Two and a half hard, broken, and lonely months post-DTS began to unfold. Being reunited with my family was wonderful, and getting to spend time with extended family was great, buuuuut it was lonely. To be frank, it sucked. I began to wonder and doubt if what God had done in my heart during DTS was legitimate. After being surrounded by hundreds of fiery, Jesus-loving young people, and after spending three months with my outreach family, I went back to nothing. I didn't really have any friends in the areas where we stayed for the summer. It wasn't like I was going "home" either as I really didn't see North America as my home. I felt like I was stuck in limbo a lot of the time, pretty much still living out of a suitcase. I was ready to settle and put down some roots somewhere! I had a huge struggle during DTS over what to do after and whether or not university was for me. I really just wanted God to let me loose in the world, so that I could jump right in and partner with His heart for the nations. I thought I was ready, but, looking back, I don't think I was - a lot of refining needed to happen first! So, I decided to take the plunge and go back to school. I had applied to a small school in a city that I had never heard of before. I don't really know how it all happened, but all I can say to explain it was that it was God!

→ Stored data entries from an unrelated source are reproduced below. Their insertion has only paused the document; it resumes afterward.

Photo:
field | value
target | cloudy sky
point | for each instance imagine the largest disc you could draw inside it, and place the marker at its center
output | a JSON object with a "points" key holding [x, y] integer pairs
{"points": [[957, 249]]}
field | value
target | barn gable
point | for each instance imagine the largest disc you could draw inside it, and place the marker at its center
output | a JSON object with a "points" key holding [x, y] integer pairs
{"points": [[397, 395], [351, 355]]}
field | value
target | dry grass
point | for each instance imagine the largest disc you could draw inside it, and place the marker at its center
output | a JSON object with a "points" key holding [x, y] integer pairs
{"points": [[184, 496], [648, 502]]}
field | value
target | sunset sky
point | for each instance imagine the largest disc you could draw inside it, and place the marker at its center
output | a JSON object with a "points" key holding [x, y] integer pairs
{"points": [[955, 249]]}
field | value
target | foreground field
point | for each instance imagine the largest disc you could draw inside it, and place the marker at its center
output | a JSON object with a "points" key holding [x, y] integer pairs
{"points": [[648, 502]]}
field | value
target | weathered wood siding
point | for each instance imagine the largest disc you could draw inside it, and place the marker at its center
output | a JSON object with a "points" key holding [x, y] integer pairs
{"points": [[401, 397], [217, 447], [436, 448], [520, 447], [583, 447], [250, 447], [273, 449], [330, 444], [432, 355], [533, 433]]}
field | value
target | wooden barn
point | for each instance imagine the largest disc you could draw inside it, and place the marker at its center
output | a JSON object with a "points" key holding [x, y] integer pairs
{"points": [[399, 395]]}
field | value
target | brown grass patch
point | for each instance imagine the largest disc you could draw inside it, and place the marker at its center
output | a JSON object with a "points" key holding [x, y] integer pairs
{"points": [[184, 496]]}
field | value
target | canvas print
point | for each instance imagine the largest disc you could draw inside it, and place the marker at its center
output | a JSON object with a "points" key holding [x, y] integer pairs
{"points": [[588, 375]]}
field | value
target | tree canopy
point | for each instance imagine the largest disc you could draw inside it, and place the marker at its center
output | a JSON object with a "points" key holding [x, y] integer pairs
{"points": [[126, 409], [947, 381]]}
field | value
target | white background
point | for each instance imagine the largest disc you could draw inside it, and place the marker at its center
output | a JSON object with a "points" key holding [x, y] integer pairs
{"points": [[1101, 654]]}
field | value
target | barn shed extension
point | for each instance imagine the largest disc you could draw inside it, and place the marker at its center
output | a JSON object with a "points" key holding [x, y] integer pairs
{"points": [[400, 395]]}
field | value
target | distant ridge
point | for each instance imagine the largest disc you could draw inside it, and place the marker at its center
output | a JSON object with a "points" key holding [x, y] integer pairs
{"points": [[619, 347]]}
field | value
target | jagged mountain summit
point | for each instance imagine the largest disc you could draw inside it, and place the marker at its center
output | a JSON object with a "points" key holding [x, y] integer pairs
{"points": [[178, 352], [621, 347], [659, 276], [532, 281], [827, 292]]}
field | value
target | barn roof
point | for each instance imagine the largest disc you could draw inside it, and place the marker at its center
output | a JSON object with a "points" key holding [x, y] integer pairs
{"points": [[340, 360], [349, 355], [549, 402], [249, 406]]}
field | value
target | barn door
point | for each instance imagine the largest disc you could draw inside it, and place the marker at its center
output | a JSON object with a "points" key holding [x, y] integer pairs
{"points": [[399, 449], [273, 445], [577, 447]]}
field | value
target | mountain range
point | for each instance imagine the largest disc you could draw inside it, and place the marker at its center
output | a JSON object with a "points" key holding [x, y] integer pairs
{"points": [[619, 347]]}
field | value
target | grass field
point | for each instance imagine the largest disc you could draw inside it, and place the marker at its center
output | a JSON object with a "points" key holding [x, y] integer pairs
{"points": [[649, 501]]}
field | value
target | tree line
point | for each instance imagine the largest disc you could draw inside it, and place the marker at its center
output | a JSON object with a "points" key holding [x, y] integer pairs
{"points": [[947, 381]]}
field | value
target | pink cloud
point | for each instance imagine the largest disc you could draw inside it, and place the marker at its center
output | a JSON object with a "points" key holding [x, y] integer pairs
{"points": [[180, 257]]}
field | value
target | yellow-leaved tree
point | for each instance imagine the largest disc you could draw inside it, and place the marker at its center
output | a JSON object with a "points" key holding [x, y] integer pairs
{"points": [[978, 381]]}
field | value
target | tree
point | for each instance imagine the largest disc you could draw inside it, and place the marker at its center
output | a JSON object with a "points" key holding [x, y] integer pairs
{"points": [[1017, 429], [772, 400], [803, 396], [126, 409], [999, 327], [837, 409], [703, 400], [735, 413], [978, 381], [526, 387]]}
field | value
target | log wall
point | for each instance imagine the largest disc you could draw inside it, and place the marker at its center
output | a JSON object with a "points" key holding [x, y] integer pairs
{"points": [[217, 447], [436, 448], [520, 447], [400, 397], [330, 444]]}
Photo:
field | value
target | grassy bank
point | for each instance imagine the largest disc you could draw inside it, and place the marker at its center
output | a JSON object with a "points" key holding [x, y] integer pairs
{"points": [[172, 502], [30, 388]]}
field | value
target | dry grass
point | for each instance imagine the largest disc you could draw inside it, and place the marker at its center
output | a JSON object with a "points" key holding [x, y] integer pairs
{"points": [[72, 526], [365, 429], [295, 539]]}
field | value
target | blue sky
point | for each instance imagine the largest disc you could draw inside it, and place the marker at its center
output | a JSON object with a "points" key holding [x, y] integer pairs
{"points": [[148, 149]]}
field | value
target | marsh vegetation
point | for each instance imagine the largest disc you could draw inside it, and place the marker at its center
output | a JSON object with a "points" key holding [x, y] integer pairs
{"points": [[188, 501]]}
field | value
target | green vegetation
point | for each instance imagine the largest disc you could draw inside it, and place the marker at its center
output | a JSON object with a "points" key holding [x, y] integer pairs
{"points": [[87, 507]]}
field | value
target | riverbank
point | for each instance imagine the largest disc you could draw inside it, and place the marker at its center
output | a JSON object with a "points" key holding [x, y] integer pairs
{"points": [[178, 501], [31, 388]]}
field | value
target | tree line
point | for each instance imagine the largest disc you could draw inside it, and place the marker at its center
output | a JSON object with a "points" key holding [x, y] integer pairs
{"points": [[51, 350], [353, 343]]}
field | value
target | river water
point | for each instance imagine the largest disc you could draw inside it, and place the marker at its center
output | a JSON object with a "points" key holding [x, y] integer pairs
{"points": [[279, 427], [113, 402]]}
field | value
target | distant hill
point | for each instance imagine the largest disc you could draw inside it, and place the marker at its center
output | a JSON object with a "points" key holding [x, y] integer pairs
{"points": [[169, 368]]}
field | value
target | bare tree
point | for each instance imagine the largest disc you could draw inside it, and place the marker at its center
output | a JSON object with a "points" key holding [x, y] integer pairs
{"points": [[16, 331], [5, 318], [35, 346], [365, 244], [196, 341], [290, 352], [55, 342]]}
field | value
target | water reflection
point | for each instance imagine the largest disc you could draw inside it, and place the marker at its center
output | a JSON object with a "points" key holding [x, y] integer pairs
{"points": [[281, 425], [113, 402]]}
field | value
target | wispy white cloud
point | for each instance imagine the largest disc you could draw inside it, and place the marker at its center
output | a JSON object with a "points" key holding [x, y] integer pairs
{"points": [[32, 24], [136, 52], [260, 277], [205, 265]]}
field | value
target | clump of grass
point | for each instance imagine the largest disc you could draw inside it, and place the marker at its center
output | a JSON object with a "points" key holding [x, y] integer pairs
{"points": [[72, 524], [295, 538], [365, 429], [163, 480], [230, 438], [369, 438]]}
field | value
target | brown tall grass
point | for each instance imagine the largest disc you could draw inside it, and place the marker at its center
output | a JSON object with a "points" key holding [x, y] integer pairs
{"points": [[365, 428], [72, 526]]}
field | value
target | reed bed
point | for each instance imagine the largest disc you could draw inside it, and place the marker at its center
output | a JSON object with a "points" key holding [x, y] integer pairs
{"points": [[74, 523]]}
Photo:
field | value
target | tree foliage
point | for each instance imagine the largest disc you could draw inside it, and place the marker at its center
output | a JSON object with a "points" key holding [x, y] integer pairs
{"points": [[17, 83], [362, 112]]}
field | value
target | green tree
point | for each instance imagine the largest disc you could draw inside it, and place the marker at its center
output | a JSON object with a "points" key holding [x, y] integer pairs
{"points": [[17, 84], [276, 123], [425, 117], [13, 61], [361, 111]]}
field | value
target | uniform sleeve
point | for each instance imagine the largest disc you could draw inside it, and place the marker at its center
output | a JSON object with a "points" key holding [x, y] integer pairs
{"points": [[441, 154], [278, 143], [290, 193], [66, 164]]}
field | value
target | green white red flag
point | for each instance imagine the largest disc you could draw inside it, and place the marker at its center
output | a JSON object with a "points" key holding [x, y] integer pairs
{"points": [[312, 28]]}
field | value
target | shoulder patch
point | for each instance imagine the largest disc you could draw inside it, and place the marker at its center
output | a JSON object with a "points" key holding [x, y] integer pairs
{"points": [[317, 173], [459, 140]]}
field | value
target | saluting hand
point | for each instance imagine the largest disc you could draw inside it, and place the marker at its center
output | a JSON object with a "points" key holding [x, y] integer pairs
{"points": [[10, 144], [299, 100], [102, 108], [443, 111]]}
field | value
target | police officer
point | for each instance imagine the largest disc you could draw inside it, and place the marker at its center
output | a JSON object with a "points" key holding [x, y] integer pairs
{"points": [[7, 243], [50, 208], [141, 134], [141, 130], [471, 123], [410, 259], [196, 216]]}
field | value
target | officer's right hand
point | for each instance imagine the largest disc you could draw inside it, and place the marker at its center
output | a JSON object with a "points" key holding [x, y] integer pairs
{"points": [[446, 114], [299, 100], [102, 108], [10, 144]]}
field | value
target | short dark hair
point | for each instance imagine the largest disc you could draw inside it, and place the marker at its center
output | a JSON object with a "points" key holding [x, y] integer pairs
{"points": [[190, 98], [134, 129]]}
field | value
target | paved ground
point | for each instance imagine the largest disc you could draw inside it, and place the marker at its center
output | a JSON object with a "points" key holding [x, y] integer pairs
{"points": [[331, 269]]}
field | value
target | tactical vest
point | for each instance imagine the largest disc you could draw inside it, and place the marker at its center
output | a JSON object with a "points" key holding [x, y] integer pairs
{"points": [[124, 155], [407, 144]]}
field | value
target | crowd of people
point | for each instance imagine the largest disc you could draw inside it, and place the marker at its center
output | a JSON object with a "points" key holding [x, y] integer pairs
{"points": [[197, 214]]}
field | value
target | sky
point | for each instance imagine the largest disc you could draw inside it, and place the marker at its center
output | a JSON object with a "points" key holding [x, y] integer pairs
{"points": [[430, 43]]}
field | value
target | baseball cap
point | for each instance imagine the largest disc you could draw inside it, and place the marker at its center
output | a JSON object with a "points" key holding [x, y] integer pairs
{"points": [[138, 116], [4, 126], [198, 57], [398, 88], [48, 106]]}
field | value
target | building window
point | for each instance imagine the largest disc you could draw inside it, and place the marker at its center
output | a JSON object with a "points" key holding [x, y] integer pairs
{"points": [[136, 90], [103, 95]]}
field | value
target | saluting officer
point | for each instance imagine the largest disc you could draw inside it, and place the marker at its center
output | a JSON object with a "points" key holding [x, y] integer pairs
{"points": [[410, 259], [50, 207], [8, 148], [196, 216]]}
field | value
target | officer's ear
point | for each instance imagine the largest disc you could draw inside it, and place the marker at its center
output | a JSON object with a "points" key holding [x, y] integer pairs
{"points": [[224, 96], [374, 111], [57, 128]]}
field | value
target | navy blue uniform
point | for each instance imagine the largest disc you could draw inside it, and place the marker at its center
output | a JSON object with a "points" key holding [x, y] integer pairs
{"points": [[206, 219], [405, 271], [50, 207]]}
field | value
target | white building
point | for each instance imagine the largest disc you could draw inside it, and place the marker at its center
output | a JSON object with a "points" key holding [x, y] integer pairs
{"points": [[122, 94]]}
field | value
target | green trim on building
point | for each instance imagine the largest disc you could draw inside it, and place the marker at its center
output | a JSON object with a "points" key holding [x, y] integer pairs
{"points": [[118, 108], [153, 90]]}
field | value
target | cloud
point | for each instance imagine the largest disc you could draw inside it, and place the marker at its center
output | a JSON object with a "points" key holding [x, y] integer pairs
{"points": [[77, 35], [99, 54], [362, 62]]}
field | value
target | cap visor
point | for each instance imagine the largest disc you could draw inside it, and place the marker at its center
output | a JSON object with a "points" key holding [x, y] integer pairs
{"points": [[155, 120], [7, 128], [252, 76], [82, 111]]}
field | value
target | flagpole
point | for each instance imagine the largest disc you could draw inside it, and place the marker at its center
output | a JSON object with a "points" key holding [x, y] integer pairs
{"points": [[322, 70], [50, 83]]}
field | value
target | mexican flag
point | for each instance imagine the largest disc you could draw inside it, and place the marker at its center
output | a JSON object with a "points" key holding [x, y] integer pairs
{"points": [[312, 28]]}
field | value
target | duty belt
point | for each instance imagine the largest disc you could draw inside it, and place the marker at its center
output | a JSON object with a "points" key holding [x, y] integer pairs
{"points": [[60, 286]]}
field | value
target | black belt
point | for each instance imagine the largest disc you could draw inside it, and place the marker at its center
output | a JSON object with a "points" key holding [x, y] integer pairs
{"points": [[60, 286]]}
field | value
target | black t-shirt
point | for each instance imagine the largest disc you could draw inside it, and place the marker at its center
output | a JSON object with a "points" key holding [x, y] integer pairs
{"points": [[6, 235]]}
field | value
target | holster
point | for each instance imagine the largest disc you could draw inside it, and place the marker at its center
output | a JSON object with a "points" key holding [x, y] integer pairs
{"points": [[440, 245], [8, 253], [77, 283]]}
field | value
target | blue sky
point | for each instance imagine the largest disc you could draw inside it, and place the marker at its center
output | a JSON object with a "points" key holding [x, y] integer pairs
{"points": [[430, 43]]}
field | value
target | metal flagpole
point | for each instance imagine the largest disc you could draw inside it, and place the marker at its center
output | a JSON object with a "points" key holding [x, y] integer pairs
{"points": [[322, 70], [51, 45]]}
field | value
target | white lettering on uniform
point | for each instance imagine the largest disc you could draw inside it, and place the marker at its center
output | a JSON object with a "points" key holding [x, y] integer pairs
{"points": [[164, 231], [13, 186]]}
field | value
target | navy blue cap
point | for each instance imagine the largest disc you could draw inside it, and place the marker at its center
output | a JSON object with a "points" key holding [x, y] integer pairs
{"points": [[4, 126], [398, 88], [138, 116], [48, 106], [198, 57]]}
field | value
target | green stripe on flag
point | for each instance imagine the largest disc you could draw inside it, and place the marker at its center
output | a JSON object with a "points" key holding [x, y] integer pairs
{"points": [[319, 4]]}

So here I am, in Brantford, Ontario, sitting in my room in university residence, learning about Plato and Kant, human rights, and leadership, and falling more in love with Jesus. I still marvel at how God brought me here! To think that a year ago, I was in Kona under the palm trees, not having a CLUE of where I'd be later that year, and look where I am now! I have to tell you, it's like God set this all up just for me (funny thing...)! Who knew that there would be a small community of passionate worshipers who want to see God transform their city through kindness? Who knew that relationships could grow deep so fast after only five months? Who knew that I'd have an abundance of lifelong friends and an incredible sisterhood already? Who knew that there would be other people like me in such a random place? Who knew that Brantford would be the best place in the whole world for me to be and grow right now? Who knew, who knew, who knew?!
God knew. He knows. He knows ME and He LOVES me!